Itinerari ad Alviano
- itinerari turistici ad Alviano e percorsi suggeriti
Itinerari ad Alviano
Itinerari turistici e percorsi suggeriti
Il percorso fatto dal fiume Tevere.
Si percorre la val Tiberina lungo la statale 205 e da Amelia si arriva fino a Lugnano in Teverina, borgo medioevale di starordinaria bellezza, noto soprattutto per la sua cattedrale romanica.
Si continua a seguire il Tevere lungo la strada statale fino ad Alviano dove si coglierà l'occasione per visitare l'Oasi Naturalistica, immegendosi in un'atmsfera di calma surreale.
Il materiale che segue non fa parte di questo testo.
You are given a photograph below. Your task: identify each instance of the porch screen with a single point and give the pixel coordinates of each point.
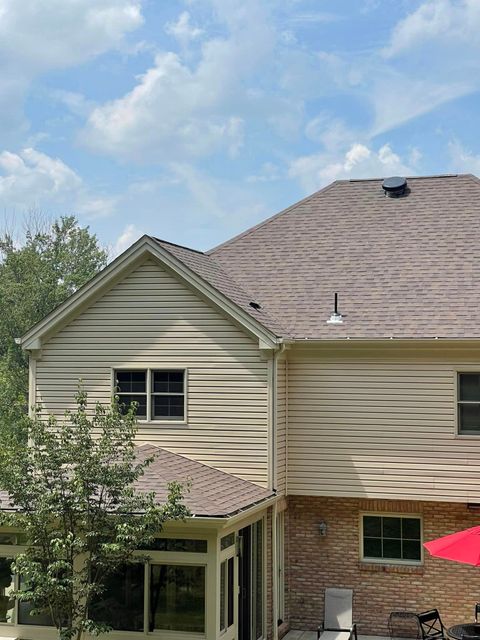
(177, 598)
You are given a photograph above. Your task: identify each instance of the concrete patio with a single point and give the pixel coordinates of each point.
(312, 635)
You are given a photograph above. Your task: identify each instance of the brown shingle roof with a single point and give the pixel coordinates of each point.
(213, 273)
(407, 267)
(212, 492)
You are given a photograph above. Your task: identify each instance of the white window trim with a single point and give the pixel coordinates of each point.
(149, 394)
(390, 561)
(457, 372)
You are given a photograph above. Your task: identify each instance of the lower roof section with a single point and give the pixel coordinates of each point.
(212, 493)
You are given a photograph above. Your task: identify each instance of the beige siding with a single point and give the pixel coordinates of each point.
(380, 424)
(281, 410)
(150, 319)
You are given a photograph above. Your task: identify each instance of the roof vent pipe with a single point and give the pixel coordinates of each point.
(335, 318)
(394, 187)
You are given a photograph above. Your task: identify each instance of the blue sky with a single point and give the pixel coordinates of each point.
(192, 120)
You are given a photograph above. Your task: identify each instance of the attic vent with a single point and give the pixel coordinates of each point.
(336, 317)
(394, 187)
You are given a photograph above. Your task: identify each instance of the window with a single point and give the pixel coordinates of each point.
(392, 539)
(177, 598)
(227, 569)
(468, 403)
(7, 586)
(179, 544)
(159, 393)
(121, 604)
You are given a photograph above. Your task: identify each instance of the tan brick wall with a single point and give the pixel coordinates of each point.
(316, 562)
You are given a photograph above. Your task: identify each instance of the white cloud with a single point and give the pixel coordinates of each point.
(31, 179)
(183, 30)
(397, 98)
(358, 161)
(179, 111)
(463, 159)
(129, 235)
(55, 34)
(44, 35)
(447, 21)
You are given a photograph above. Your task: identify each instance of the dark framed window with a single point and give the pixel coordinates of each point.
(120, 606)
(392, 538)
(468, 403)
(131, 386)
(168, 395)
(177, 598)
(158, 393)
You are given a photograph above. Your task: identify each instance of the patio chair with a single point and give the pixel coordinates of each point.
(404, 624)
(431, 625)
(338, 618)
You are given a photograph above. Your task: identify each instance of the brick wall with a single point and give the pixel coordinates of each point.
(316, 562)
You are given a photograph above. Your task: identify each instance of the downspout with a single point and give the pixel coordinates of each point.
(274, 510)
(274, 573)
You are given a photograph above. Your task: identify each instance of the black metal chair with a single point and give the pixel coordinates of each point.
(404, 624)
(431, 625)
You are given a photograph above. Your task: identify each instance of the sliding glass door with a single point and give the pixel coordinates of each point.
(251, 582)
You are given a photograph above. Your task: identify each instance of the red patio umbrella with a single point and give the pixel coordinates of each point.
(463, 546)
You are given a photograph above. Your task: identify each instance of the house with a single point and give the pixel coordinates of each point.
(326, 437)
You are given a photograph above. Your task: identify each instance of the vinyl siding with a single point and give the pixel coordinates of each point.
(281, 409)
(380, 424)
(150, 319)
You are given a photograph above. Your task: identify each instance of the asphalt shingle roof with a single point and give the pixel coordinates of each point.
(212, 272)
(404, 267)
(212, 492)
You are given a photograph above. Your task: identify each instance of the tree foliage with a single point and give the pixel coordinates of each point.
(73, 486)
(36, 276)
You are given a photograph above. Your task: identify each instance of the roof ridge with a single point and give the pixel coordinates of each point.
(272, 218)
(180, 246)
(148, 445)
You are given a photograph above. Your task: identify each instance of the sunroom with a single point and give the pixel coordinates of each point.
(205, 578)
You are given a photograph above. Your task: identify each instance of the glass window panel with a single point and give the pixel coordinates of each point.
(258, 578)
(372, 526)
(223, 584)
(168, 381)
(412, 550)
(168, 407)
(230, 592)
(372, 548)
(392, 548)
(227, 541)
(126, 400)
(131, 381)
(121, 604)
(469, 418)
(7, 586)
(469, 386)
(24, 609)
(177, 598)
(391, 527)
(411, 528)
(179, 544)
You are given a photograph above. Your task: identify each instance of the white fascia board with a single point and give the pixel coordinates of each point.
(143, 246)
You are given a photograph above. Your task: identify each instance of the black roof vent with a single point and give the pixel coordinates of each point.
(394, 187)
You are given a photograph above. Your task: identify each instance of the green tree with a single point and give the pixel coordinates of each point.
(73, 486)
(36, 276)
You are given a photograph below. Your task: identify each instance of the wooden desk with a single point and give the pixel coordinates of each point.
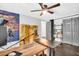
(33, 50)
(49, 44)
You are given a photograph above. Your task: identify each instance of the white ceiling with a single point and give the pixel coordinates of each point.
(65, 9)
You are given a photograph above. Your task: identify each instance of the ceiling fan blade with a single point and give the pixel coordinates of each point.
(56, 5)
(50, 12)
(41, 14)
(35, 10)
(41, 5)
(45, 6)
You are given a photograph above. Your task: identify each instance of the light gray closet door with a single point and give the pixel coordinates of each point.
(67, 31)
(3, 35)
(76, 31)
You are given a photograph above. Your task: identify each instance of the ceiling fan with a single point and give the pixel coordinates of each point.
(45, 8)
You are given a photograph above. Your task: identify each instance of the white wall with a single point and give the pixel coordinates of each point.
(31, 21)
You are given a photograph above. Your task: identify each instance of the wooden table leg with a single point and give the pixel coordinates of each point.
(52, 50)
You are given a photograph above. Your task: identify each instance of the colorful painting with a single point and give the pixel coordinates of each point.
(11, 21)
(28, 33)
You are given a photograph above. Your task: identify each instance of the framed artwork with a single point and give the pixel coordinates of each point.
(11, 21)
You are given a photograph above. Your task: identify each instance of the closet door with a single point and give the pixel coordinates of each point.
(48, 30)
(67, 31)
(76, 31)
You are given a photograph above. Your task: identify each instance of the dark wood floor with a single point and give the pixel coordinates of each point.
(67, 50)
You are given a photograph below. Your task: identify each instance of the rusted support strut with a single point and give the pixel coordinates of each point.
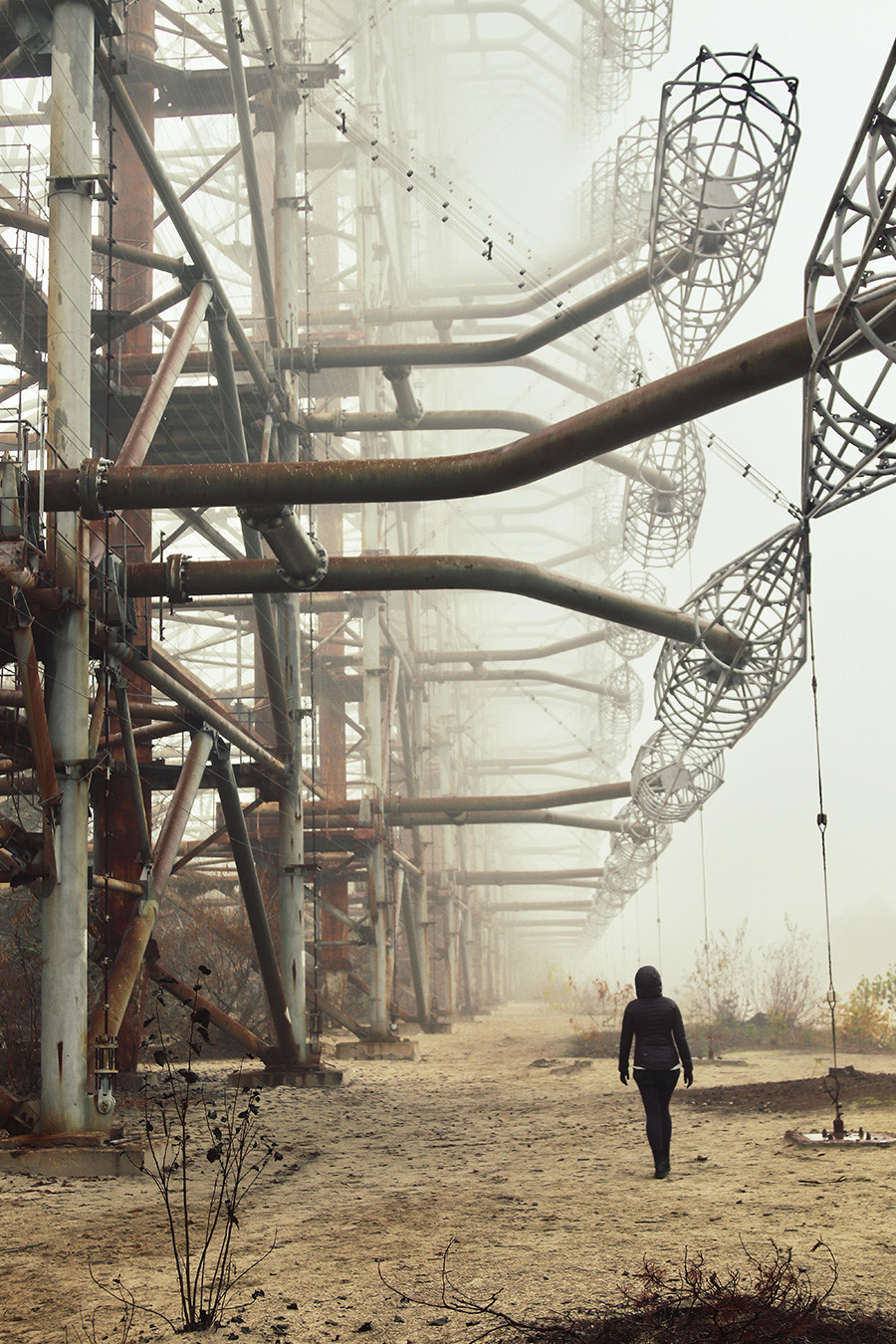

Passato Giove, si continua fino a Penna in Teverina, altro borgo di grande interesse, per poi rivenire ad Amelia.
Le Vie Francescane
I Giorno: Arrivo a Terni e visita della città; Piazza Tacito, la chiesa di San Cristoforo (XIII Sec.), la chiesa di San Francesco (Xlll sec.) e la chiesa di Santa Maria delle Grazie.
Nel pomeriggio a Narni, visita del Sacro Speco di San Francesco, della chiesa di San Girolamo e della chiesa di San Francesco; proseguimento per la visita a Calvi dell'Umbria della chiesa di San Francesco.
II Giorno: Partenza per Amelia località Montenero e visita del convento della Santissima Annunziata; si prosegue per Amelia - piazza della Repubblica e visita della chiesa di San Francesco. Nel pomeriggio visita ad Alviano del Castello Doria-Pamphili, della cappella delle Rondini e della chiesa di San Francesco.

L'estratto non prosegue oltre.